Approved Research
Causal inference for complex data structure with Mendelian randomization
Lay summary
Data-driven biological research has led to numerous breakthroughs in life sciences and medicine, including helping deliver new treatments for complex diseases and deepening our understanding of biological evolution and disease etiologies. Data-driven biological research certainly calls for better statistical methods for analyzing biological datasets, to ensure that the new knowledge drawn from data analyses is not confounded by the potential violation of the assumptions made or the biases in the data collection process. Good methods should also be able to leverage as much information as possible, including information from other data collection centers, other data modalities, and even existing biological knowledge on the biological system under study. The more information available to us, the less likely we make a mistake. However, the premise is that we have good methods to achieve that.

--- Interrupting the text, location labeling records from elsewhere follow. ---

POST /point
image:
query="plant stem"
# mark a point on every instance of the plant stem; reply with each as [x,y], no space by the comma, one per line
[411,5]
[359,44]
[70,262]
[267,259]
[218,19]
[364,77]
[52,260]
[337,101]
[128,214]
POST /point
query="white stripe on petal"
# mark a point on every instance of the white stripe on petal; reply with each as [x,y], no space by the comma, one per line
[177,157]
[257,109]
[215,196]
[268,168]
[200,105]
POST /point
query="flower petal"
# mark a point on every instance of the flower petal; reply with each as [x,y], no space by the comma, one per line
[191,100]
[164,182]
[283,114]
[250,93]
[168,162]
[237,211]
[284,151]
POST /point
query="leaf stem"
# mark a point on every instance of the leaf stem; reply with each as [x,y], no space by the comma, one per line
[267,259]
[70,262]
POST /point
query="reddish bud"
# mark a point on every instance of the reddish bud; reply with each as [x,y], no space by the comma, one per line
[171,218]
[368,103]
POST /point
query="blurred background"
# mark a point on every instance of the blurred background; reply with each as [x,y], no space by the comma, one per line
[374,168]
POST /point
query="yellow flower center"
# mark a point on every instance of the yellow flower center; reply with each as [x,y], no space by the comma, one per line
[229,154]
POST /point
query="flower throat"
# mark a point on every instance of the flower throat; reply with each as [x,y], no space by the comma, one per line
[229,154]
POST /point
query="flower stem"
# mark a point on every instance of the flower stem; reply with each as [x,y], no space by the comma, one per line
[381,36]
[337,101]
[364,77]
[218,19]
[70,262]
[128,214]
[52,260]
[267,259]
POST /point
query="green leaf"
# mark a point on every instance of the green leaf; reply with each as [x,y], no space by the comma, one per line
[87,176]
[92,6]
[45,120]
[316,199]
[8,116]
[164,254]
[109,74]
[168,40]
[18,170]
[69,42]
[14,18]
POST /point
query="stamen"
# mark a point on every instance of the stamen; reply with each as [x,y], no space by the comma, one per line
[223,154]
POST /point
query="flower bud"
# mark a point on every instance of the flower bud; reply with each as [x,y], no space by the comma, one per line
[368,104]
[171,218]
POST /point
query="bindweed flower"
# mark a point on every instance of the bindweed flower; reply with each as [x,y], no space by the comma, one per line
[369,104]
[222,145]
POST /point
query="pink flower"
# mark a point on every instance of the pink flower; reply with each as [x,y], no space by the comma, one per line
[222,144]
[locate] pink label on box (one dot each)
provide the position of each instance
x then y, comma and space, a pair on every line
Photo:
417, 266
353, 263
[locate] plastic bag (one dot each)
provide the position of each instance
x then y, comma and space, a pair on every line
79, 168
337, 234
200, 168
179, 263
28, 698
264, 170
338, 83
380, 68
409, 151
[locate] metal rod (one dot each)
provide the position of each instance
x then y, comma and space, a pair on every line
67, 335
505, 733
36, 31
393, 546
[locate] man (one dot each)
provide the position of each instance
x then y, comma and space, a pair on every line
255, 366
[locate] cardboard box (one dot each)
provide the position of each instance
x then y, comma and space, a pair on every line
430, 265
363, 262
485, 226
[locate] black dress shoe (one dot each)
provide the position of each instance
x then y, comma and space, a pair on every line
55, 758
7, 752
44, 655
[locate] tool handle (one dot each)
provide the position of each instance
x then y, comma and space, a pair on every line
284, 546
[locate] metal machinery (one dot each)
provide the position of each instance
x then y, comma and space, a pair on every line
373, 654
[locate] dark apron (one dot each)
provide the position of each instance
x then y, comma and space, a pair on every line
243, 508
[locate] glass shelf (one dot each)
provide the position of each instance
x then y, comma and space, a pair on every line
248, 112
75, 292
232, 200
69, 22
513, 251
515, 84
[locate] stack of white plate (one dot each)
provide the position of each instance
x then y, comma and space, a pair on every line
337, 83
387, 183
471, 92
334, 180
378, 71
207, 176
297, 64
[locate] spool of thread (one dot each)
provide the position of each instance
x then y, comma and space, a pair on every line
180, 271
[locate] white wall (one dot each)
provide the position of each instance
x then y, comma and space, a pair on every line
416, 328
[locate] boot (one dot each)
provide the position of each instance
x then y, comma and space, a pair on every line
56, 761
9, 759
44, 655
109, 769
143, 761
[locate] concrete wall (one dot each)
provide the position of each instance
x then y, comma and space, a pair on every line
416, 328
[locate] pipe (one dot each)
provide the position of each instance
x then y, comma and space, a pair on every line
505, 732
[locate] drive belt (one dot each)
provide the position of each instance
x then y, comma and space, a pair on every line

In this project, our aim is to partially fulfill this goal, by developing rigorous methods for drawing causal conclusions from UK Biobank data, using datasets from multiple centers, multiple modalities, and multiple time points. We expect that our new methods can leverage more information than the existing ones, including datasets and abstract information from databases like KEGG, Gene Ontology, etc. Our goal is to ground the statistical methodologies with rigorous statistical theory, in order to offer biologists convincing evidence from statistical analyses with as small statistical errors as possible. In the long run, we believe that results from such rigorous statistical methods should be more trustworthy. Based on such results, it is also more convincing to our "consumers", such as decision-makers, and physicians, to use the new knowledge when facing important public health questions.